Colette laced her fingers, letting her hands rest down her front. “You may speak to me right here, Officer…?”

“Hua. Officer Mulan Hua. I’m going to assume you still have William Scarlet-French here with you?” she asked.

“That depends,” Colette said, and Jefferson was glad that she didn’t intend to make this easy for them, whatever they meant to do.

Officer Hua gave her a longsuffering look. “We’re investigating the murder of Milah Winter.”

“Ah. Well.” Colette smiled as though she had the solution to their problem. “I _am_ the one you’ll want to speak to, then.”

“Why would that be?” asked the tall, thin black officer next to Hua.

Colette lifted her chin. “Because I killed her.”

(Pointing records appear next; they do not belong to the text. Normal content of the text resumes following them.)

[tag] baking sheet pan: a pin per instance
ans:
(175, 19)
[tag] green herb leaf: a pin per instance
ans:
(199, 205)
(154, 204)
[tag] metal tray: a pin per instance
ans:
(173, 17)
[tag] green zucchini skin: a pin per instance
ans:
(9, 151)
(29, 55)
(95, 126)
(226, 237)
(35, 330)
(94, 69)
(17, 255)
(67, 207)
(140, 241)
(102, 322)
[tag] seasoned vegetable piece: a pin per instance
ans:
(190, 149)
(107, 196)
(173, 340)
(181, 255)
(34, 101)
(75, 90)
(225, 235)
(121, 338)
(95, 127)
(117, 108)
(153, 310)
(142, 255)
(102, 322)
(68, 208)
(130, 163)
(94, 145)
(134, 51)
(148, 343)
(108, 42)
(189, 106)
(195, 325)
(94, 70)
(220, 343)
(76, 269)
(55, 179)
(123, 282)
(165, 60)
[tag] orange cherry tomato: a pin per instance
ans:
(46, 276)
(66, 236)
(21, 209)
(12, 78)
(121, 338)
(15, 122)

Jefferson gaped at his employer. He clapped a hand over his face in equal parts disbelief and frustration. This was not happening.


	23. Chapter 23

There was a knock at Whit’s bedroom door, and without waiting more than a few seconds, Father Anton walked straight in. Belle was ever so glad that they weren’t up to anything.

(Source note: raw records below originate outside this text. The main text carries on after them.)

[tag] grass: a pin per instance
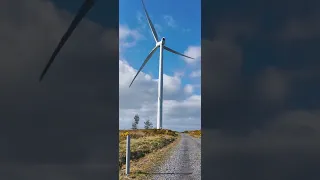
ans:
(148, 149)
(194, 133)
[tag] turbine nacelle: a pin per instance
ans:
(162, 42)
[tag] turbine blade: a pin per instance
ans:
(144, 63)
(173, 51)
(155, 35)
(86, 6)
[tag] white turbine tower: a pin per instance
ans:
(159, 44)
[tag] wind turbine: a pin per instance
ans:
(86, 6)
(161, 45)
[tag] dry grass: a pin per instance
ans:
(145, 148)
(142, 168)
(194, 133)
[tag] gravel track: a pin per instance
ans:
(184, 162)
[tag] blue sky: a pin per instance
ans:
(183, 31)
(180, 23)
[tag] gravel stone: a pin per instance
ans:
(184, 162)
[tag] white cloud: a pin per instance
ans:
(188, 89)
(180, 112)
(195, 74)
(194, 52)
(170, 21)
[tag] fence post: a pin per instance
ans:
(128, 156)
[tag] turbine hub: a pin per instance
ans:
(163, 40)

The priest hesitated, looking at them, seeming at a loss. He was out of breath. Likely from the stairs, she figured.

“…Father Anton?” she prompted when he didn’t speak.

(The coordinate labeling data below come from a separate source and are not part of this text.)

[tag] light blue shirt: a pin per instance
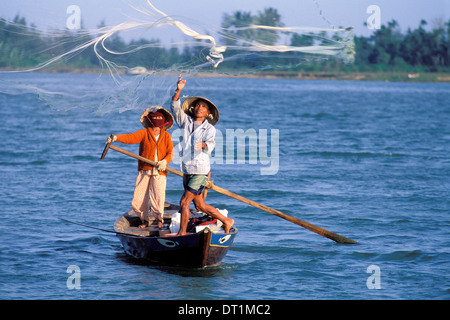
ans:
(192, 161)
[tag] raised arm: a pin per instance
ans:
(178, 114)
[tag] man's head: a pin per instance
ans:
(199, 107)
(156, 119)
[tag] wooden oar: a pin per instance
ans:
(210, 185)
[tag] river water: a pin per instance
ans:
(367, 160)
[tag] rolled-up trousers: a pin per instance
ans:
(149, 188)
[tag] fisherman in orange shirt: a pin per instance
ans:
(155, 144)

“I’m afraid there _may_ be a-” He huffed a breath. “A slight delay with the ceremony.”

Belle blinked. “What?”

“Why?” Whit asked.

She stepped closer to Father Anton. “What’s wrong?”

“Your mother is- apparently confessing- to murder,” he managed to get out at length.

Whit made a sound of shock akin to the one he’d made the day they slipped down on the ice. _“What?”_

There was a single, still moment of silence before Belle ran from the room.

She held her skirt up to run down the stairs and out to the front of the house, where her mother stood in complete calm, speaking with three police officers - two of whom she didn’t recognize. Graham was there, as well, arms crossed and looking on with a face that declared he didn’t believe a word of what was being said. She knew the expression well. That gave her some measure of reassurance.

“Mama?” she said, but her mother wasn’t to be so much as paused.

“It was then that I decided killing her would be more effective, so that was that,” Colette announced to them all.

The two uniformed officers exchanged a look. “I think maybe you should call your lawyer?” said the younger of the two - a man with ‘G. Muis’ on his name tag.

Colette looked from one to the other of them. “Can I not simply confess and go to jail?”

“Mother!” Belle squawked in horror. “What are you _doing?”_

“Shush, dear. I’m confessing to the murder of…” Her mother looked to Graham.

The officer whose tag read ‘M. Hua’ raised an eyebrow. “Milah Winter,” she said with as little inflection as possible.

“Yes, her.” Colette gave her a smile.

“Mama, you can’t-” Belle looked to Jefferson. “Stop her!”

He gave her a bewildered, “You think I can stop her?”

She hissed under her breath to him, “She can’t put herself in prison! Her heart can’t take it!”

“They have no proof. She doesn’t know anything about it,” he whispered so quietly the words were all but mouthed. “I cleaned up, took the bullet out of the wall.”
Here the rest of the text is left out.